あの二人が異常なだけだってのは理解してるが。
「始まりは――ヘエル。お前が合図を出せ」
「えっ。私がですか?」
「他に適任もいないだろう」
フェレスやバルバにやらせるか? なんでわざわざあいつらを巻き込まないといけない。
「わかりましたけれど……、本当に怪我しないですよね?」
「くどい。いいからさっさと開始の合図を出せ」
俺とオペリオルの距離はおおよそ大股で十歩ほど。俺ならば一瞬で詰められるが、剣士と魔法使いならば魔法使いの方が有利な距離だ。
接敵距離ぐらいは任意に決めさせてやろう。こちらも試したいことを試させてもらうしな。
「それじゃあ……始め!」
「火よ満ちて敵を砕け、『フランマ・ウォラーレ』!」
始まりの合図と共にオペリオルが火球を放ってくる。
基礎の火魔法だ。火を生み出し、それを飛ばす。剣士相手ならば非実体の炎が有効だと考えたんだろう。
その考えは正しいが、俺に対しては間違いだ。
俺はその場に立ったまま、火球を待つ。
正面まで火球がたどり着いた瞬間、俺は木刀を振りぬき、火球を真っ二つに切り裂いた。
切り裂かれた火球は宙に揺れ動き霧散した。
「なっ!」
「何を驚いている。さっさと次を出せ」
「クソっ。地よ砕け敵を穿て、『フムス・ウォラーレ』」
次は地属性による物質攻撃か。シンプルに悪手だろうそれは。
飛んできた土くれを俺は再び切り伏せる。
「次はないのか」
続けざまに飛んできた水、風属性の基礎魔法も切り伏せてやる。
使えるのは基礎魔法だけか。まあ原作開始直後だしその程度のものか。
「魔法が切れるなんて聞いたことない! お前、何をしたんですか!」
「別に驚くこともないだろう。俺は最強になる男だぞ」
「回答になってませんよ!」
やかましい奴だな。
ネタ晴らしすると、木刀に魔力をまとわせているだけだ。
闇の魔力は吸収と放出が特徴だが、うまくやれば他人の魔力を散らしてやることもできる。魔法は魔力を形にしたものだ。簡単なものならば切り伏せたように見せることもできる。
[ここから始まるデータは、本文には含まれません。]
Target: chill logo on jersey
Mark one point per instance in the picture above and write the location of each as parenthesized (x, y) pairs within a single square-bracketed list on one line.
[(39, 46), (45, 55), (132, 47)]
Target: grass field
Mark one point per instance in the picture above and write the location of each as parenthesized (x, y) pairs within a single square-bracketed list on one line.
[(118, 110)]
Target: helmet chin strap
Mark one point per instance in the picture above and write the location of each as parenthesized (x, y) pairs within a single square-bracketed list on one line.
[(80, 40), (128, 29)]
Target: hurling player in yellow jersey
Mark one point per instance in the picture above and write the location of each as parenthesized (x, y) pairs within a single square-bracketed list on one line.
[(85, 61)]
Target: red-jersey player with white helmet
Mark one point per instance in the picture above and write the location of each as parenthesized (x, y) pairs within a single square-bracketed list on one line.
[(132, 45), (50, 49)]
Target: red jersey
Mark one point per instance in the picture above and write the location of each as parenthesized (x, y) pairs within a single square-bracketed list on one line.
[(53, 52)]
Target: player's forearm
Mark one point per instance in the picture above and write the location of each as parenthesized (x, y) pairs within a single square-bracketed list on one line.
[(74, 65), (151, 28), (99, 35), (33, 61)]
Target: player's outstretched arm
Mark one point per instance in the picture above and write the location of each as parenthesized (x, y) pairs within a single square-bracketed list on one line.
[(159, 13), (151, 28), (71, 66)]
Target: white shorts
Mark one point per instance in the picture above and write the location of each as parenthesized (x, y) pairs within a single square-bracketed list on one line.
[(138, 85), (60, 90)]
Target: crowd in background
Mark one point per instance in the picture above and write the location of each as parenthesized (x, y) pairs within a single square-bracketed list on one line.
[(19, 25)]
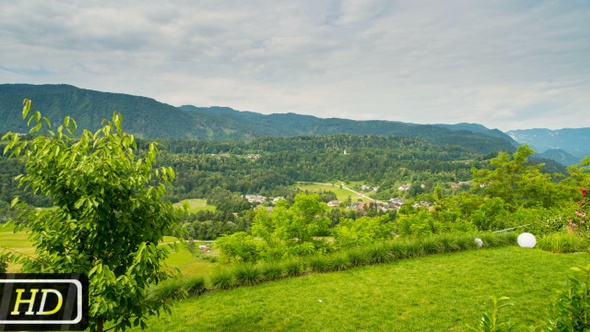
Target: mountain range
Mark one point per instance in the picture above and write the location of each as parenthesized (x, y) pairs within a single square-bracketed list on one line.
[(149, 118)]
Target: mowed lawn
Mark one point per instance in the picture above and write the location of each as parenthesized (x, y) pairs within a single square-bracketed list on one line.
[(434, 293)]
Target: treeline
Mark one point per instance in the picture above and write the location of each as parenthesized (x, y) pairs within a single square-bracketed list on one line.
[(265, 165), (270, 166)]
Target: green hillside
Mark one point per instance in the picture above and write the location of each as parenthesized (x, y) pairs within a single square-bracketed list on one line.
[(434, 293), (149, 118)]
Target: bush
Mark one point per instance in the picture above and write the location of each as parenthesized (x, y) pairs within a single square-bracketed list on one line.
[(194, 285), (358, 256), (319, 264), (246, 274), (166, 291), (432, 245), (571, 311), (271, 270), (339, 262), (221, 278), (293, 267), (562, 242)]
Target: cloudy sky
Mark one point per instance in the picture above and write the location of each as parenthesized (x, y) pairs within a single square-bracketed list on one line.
[(504, 64)]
ベヘモト相手に普通の剣では太刀打ちできなかったから考えた方法だ。これならば、通常の剣でも切れ味を増すことができる。つまり、次はテネブライなしでも俺が勝つ。
「何もしないならこっちから行くぞ?」
「待って! こうなったら――」
「は? おいお前——」
急速にオペリオルの魔力が膨れ上がった。
あいつ、使えもしない上級魔法を使おうとしてないか? 知識は持ってるかもしれないが、幾らなんでも無謀だろう。
使えもしない魔法を使うと魔力暴走を起こして自爆する。原作だと魔力不足による自傷ダメージ扱いで済まされていたが、様子を見る限りその程度で済まされるわけではなさそうだ。
「大馬鹿野郎が!」
俺はオペリオルの首元を掴み、爆発寸前の魔力を無理やり吸収する。
才能の固まりなだけはある。魔力量だけは膨大で、暴走範囲外まで魔力を散らすのに時間がかかってしまった。
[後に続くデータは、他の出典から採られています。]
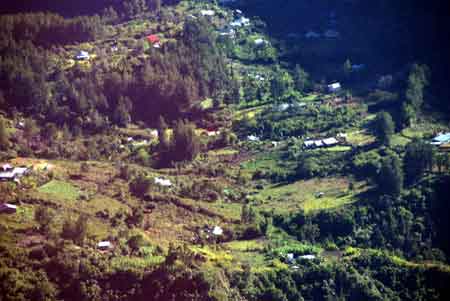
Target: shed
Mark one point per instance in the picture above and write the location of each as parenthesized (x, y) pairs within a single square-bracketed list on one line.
[(8, 208), (330, 141), (334, 87), (153, 39), (307, 257), (207, 12), (217, 231), (82, 55), (163, 182), (441, 139), (104, 245)]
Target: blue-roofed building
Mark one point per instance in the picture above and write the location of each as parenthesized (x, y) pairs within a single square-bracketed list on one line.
[(441, 139)]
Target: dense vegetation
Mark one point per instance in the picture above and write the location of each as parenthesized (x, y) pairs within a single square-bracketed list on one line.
[(197, 155)]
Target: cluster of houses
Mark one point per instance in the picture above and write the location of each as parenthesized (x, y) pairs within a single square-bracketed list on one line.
[(163, 182), (319, 143), (10, 173)]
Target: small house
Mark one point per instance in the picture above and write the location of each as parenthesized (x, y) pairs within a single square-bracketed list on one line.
[(330, 141), (153, 39), (217, 231), (162, 182), (312, 35), (8, 208), (259, 42), (290, 257), (207, 12), (6, 167), (307, 257), (441, 139), (240, 22), (104, 245), (334, 87), (358, 67), (331, 34), (82, 55), (308, 144), (252, 138)]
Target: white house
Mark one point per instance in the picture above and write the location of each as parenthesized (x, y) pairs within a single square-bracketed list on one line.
[(9, 173), (330, 141), (334, 87), (104, 245), (8, 208), (163, 182), (240, 22), (441, 139), (312, 35), (331, 34), (217, 231), (259, 42), (307, 257), (207, 12), (252, 138), (82, 55)]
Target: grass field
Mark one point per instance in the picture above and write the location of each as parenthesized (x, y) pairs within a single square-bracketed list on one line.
[(303, 195), (60, 189)]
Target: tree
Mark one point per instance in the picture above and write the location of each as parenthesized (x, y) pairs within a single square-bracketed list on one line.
[(417, 81), (384, 127), (390, 176), (30, 129), (43, 216), (186, 143), (301, 78), (418, 159), (122, 112), (347, 68), (163, 135), (4, 136)]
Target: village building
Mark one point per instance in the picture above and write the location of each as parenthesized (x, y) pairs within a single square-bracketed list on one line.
[(312, 35), (10, 173), (8, 208), (104, 245), (163, 182), (82, 55), (441, 139), (334, 87), (331, 34), (259, 42), (252, 138), (207, 12), (307, 257), (240, 22), (330, 141), (217, 231), (154, 40)]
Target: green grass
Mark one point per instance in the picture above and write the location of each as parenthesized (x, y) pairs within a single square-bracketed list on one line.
[(60, 189), (245, 245), (124, 263), (302, 195)]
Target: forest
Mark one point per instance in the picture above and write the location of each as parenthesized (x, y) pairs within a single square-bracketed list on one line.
[(224, 150)]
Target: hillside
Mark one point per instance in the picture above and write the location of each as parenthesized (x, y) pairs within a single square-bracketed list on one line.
[(246, 150)]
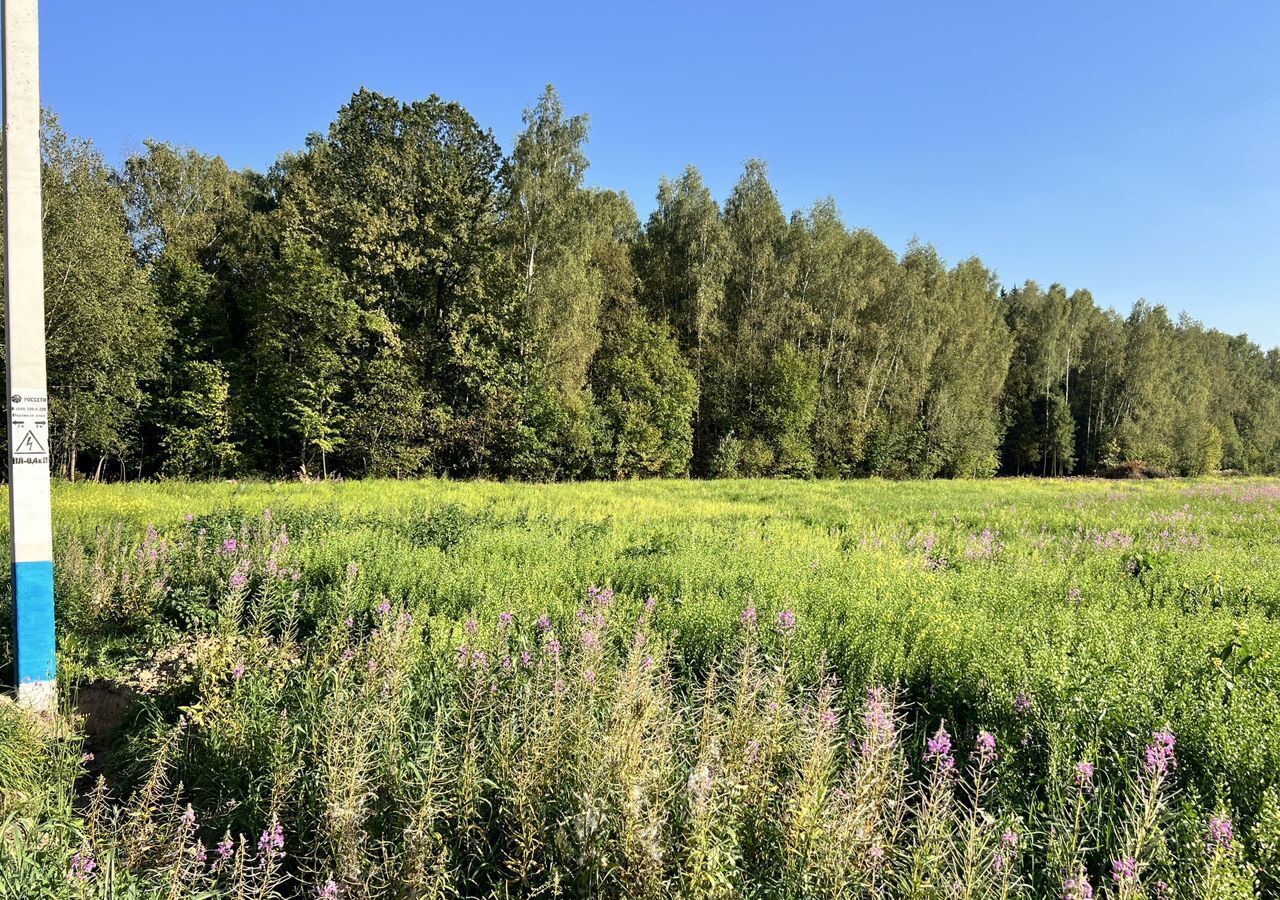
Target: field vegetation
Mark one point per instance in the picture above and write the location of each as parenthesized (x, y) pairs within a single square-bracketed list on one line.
[(718, 689)]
安全を確認してから、俺は地面に向かってオペリオルを放り投げる。
「おま……え」
「使えもしない魔法を使おうとするな。死にたいなら一人で死ね」
魔力が枯渇した今、オペリオルは相当きつい状況だろう。
俺も興味本位で限界まで魔力を使ったことがあるからわかる。あの状況はあまり味わいたくない。馬車酔いを遥かに酷くしたような気分の悪さだ。
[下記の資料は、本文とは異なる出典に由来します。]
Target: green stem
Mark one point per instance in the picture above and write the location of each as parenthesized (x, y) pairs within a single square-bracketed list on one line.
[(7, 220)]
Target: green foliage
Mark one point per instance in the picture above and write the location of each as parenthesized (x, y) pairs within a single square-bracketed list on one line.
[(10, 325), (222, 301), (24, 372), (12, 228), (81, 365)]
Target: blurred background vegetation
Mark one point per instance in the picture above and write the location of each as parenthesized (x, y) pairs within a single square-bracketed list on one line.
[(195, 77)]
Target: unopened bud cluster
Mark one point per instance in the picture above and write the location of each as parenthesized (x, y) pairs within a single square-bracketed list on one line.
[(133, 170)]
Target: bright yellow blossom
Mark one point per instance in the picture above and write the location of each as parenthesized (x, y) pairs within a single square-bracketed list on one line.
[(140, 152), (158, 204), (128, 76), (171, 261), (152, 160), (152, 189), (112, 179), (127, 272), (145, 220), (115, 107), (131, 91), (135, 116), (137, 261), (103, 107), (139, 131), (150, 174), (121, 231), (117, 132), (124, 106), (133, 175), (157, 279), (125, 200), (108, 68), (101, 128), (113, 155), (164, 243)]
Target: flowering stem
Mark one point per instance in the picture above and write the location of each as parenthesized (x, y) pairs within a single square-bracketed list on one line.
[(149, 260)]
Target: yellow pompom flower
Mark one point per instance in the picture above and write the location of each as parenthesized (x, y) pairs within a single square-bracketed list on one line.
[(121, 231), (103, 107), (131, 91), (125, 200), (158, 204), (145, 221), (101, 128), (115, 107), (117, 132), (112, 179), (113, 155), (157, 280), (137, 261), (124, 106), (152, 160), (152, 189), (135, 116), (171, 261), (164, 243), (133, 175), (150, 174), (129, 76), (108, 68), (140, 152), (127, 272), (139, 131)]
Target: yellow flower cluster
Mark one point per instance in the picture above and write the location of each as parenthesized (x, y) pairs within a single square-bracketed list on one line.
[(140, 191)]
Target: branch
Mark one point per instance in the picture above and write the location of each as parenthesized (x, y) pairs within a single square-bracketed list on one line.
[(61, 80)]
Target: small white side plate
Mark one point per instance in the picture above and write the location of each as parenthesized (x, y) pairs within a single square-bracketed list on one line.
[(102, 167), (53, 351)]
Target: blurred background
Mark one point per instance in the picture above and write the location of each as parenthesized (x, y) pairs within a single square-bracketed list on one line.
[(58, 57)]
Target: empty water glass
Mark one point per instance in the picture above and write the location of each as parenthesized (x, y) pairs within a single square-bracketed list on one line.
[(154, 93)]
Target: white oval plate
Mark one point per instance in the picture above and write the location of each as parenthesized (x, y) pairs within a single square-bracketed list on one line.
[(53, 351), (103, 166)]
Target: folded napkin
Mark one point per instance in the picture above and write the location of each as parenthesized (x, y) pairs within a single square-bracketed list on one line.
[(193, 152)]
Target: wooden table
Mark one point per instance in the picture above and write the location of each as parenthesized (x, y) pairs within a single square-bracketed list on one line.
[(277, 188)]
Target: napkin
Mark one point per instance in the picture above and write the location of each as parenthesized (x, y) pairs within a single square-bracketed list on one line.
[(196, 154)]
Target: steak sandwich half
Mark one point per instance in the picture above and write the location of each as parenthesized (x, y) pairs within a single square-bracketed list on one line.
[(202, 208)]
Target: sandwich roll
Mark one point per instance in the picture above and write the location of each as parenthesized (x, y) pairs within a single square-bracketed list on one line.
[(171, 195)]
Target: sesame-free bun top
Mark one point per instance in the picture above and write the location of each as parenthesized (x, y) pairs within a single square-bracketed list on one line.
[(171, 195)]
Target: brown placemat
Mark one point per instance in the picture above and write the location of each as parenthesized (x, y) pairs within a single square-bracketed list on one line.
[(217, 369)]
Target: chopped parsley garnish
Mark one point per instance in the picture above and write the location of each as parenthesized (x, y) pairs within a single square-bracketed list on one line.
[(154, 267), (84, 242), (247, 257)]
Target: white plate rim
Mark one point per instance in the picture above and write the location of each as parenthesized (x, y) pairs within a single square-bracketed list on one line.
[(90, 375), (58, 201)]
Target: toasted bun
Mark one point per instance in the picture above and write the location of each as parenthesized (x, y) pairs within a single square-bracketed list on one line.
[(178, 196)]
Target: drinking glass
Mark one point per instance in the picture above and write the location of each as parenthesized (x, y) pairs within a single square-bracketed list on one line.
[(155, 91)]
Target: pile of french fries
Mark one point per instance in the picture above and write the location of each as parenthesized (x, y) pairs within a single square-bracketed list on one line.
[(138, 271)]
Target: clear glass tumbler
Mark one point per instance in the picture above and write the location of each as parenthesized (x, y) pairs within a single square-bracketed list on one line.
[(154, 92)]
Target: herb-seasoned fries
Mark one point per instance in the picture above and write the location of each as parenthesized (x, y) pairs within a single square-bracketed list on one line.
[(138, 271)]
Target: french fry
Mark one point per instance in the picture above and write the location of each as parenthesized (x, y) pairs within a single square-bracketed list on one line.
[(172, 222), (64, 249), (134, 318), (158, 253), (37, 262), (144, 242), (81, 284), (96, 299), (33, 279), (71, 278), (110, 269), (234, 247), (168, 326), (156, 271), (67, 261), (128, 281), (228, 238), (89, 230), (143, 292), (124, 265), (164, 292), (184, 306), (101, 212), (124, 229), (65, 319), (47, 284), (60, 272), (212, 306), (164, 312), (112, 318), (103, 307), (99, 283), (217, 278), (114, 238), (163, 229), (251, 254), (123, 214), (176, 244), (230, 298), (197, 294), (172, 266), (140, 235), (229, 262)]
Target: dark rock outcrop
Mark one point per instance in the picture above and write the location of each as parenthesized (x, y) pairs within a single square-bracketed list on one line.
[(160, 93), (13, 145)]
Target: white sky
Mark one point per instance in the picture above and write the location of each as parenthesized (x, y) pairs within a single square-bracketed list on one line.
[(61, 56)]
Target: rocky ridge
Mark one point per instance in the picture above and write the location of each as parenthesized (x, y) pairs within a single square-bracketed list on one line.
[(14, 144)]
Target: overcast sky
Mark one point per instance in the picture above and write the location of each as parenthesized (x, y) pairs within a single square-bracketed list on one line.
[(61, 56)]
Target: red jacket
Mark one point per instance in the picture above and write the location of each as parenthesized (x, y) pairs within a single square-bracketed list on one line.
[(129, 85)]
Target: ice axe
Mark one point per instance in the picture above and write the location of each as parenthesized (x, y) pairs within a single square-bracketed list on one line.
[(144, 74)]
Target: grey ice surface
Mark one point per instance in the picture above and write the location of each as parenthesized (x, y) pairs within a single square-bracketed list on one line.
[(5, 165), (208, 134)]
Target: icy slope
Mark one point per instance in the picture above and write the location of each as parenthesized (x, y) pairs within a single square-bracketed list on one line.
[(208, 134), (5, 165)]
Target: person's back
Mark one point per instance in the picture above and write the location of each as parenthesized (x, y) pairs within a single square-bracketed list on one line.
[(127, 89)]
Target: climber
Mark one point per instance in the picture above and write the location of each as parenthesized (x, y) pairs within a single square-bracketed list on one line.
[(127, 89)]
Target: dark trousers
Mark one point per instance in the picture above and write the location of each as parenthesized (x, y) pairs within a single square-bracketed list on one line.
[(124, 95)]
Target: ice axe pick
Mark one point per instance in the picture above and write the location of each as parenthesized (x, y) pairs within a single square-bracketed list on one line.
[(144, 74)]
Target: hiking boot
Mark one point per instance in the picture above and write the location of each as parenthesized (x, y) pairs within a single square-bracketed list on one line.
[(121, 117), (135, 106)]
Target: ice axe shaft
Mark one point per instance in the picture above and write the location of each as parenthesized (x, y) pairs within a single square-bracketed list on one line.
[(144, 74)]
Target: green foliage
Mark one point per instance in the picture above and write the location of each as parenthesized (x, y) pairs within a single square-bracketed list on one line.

オペリオルは何か言いたげだが、上手く言葉にできないのか口をぱくつかせるだけだ。
「おい、もういいだろう。ヘエル!」
「は、はい。勝者、コルニクス!」
何が起きたのか理解できたものは騒然とし、何が起きたのかわからなかったものはひとまずの決着に沸いている。
俺は這いつくばっているオペリオルを見下ろし、何もできそうにないのを確認するとヘエルを連れて練武場を後にした。